Our study is the first study comparing the effects of LIPO and CDDP across multiple mechanisms in the neuroblastoma in vivo model. This is our study’s distinctive trait. For study limitations, there were non-equal tumor growth rates due to the live animal model, sudden unexplained animal deaths post-treatment was prevented by a pilot study, and the different timings of the sacrifice of mice are limiting factors in our study.

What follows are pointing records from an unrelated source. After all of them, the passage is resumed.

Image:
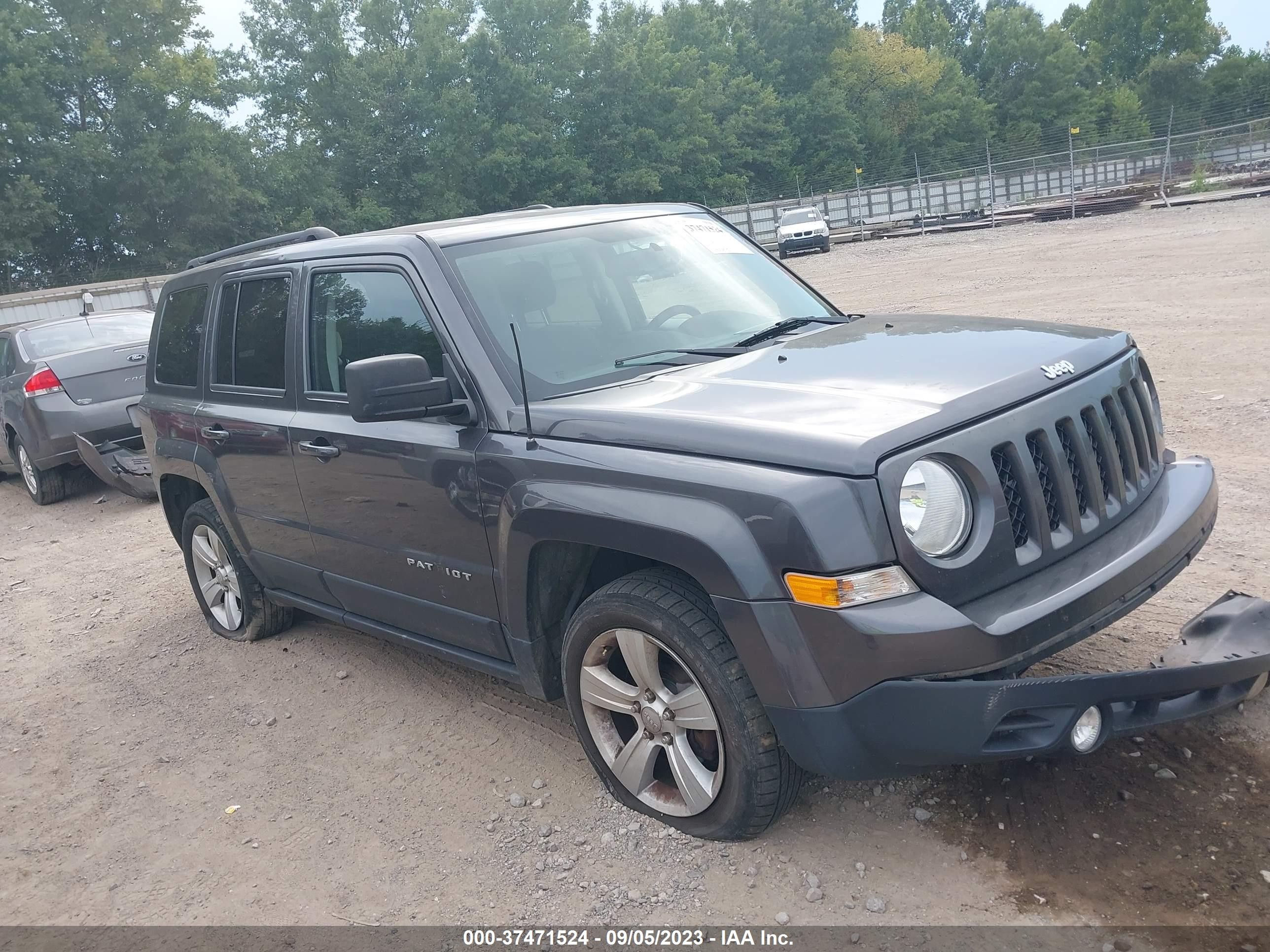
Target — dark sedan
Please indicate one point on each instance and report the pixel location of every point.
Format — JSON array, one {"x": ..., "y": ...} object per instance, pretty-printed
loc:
[{"x": 65, "y": 377}]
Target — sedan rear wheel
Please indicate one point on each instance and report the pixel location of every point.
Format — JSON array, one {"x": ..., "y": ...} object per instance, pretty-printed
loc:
[
  {"x": 666, "y": 710},
  {"x": 232, "y": 597},
  {"x": 45, "y": 486}
]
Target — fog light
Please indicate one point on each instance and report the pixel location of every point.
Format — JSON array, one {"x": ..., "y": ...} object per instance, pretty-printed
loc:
[
  {"x": 1088, "y": 730},
  {"x": 843, "y": 591},
  {"x": 1259, "y": 686}
]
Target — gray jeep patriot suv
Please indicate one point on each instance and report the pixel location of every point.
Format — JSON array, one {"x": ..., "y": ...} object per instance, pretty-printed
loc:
[{"x": 621, "y": 456}]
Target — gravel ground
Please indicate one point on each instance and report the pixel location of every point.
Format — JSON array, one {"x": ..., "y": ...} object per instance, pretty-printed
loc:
[{"x": 154, "y": 774}]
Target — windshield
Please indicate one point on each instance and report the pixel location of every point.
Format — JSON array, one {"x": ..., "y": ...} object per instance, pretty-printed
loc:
[
  {"x": 64, "y": 337},
  {"x": 797, "y": 216},
  {"x": 587, "y": 296}
]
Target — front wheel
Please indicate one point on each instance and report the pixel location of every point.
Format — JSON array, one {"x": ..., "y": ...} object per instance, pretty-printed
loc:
[{"x": 667, "y": 713}]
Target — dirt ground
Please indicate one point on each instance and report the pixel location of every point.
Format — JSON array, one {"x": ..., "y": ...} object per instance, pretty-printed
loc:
[{"x": 127, "y": 729}]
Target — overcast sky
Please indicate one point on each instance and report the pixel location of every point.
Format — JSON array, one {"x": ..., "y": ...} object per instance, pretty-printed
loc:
[{"x": 1247, "y": 21}]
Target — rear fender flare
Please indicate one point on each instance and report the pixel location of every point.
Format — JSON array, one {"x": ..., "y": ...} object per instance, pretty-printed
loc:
[{"x": 699, "y": 537}]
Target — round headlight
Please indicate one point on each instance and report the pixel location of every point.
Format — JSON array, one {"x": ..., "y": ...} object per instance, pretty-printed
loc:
[{"x": 935, "y": 508}]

This study shows advantages of Lipo over CDDP like inhibition of proapoptotic factors via COX2 expression, lower apoptosis and necrosis compared to CDDP and better hearing thresholds compared to CDDP. In addition to the COX2 expression being slightly positive in tumor tissues from all 3 groups. All of these findings support the literature knowledge about LIPO’s reduction of the dose-limiting side effects of CDDP while inducing a strong apoptotic effect on the tumor, making LIPO a safer and more effective alternative chemotherapeutic agent to CDDP. Additionally, Boulikas18 reported that lipoplatin substantially reduced the renal toxicity, peripheral neuropathy, ototoxicity, and myelotoxicity, as well as nausea/vomiting and asthenia of cisplatin in phase I, II, and III clinical studies with enhanced or similar efficacy to cisplatin. In literature, it is suggested that the advantage of LIPO over CDDP is caused by its ability to enter tumoral vasculature due to increased permeability of neo-angiogenic vasculature. This causes increased drug delivery to the primary tumor and metastatic sites. Nanoparticles are thought to be taken in either by phagocytosis or by direct fusion with cell membrane.[18-21] Future research is needed to determine which molecular pathways play a role in LIPO’s effect on tumor cells, tumor niche, and healthy tissues.

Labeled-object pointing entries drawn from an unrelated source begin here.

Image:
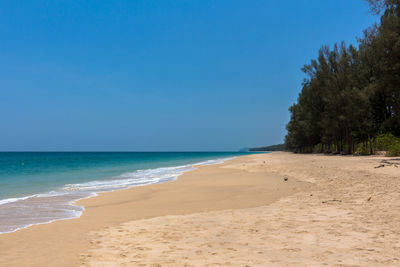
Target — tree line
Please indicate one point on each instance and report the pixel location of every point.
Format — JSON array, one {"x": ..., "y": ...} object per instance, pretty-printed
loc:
[{"x": 352, "y": 93}]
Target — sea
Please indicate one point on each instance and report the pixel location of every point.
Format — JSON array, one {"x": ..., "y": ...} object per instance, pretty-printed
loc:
[{"x": 41, "y": 187}]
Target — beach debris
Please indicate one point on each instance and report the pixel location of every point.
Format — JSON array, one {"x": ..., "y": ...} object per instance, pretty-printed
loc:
[
  {"x": 331, "y": 200},
  {"x": 386, "y": 162}
]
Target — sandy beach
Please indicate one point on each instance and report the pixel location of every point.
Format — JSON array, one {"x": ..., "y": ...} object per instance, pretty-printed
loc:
[{"x": 278, "y": 209}]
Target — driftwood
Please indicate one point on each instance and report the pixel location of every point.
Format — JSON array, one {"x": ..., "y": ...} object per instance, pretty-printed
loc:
[{"x": 386, "y": 162}]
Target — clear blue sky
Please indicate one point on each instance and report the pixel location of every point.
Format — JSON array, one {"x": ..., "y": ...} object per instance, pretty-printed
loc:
[{"x": 159, "y": 75}]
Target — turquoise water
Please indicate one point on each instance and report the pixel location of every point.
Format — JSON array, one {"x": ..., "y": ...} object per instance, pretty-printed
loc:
[{"x": 38, "y": 187}]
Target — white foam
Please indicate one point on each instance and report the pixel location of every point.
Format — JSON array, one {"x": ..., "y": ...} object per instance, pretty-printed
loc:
[{"x": 20, "y": 213}]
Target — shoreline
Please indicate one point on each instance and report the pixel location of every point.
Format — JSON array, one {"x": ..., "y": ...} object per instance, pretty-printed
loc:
[
  {"x": 334, "y": 210},
  {"x": 78, "y": 210},
  {"x": 194, "y": 191}
]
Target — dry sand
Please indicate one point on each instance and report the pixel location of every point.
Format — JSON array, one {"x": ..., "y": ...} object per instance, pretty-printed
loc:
[{"x": 333, "y": 210}]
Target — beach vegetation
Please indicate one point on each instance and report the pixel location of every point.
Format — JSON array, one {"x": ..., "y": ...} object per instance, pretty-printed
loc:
[{"x": 350, "y": 98}]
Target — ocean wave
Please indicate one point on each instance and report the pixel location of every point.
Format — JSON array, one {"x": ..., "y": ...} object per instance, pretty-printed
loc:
[{"x": 22, "y": 212}]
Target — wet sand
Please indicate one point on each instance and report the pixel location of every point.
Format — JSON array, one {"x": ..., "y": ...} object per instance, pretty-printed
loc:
[
  {"x": 331, "y": 210},
  {"x": 208, "y": 188}
]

The limitation of our study is that we used a single dose of CDDP and LİPO. In the treatment of human cancer, multidose, multicycle protocols are generally used. In animal model studies, especially with nude mice, it is not always possible to mimic multidose, multicycle protocols as in human. Because, these protocols take time over several months, which is not suitable for mice life period. Besides exitus might occur in multicycles over time due to diarrhea, vomiting, infections, or organ failure in these cellular immunodeficient mice. In many animal model studies, single toxic dose is used for toxicity studies. One of the administration dose of CDDP in neuroblastoma patients is 10 mg/m[2] single dose with 28 days intervals. Ototoxicity is a major problem in childhood cancers because, after cure, they will have a longer life span than adults.

CONCLUSION

The hypothesis of our research is that LIPO treatment has a significantly less-lethal effect on healthy tissue compared to CDDP and our findings of the spiral ganglion and cochlea support this hypothesis. We also managed to answer some of the following questions: LIPO has different and better apoptotic and necrotic effects, causes less cell death in spiral ganglion, and more expression of COX2 when compared to CDDP.

All these results show the need for advanced studies aiming to explain tumoral effects, microenvironmental effects, molecular mechanisms, and pathways that reduce side effects and increase the effectiveness of LIPO. In conclusion, mice in the LIPO group had better hearing thresholds than mice in the CDDP group.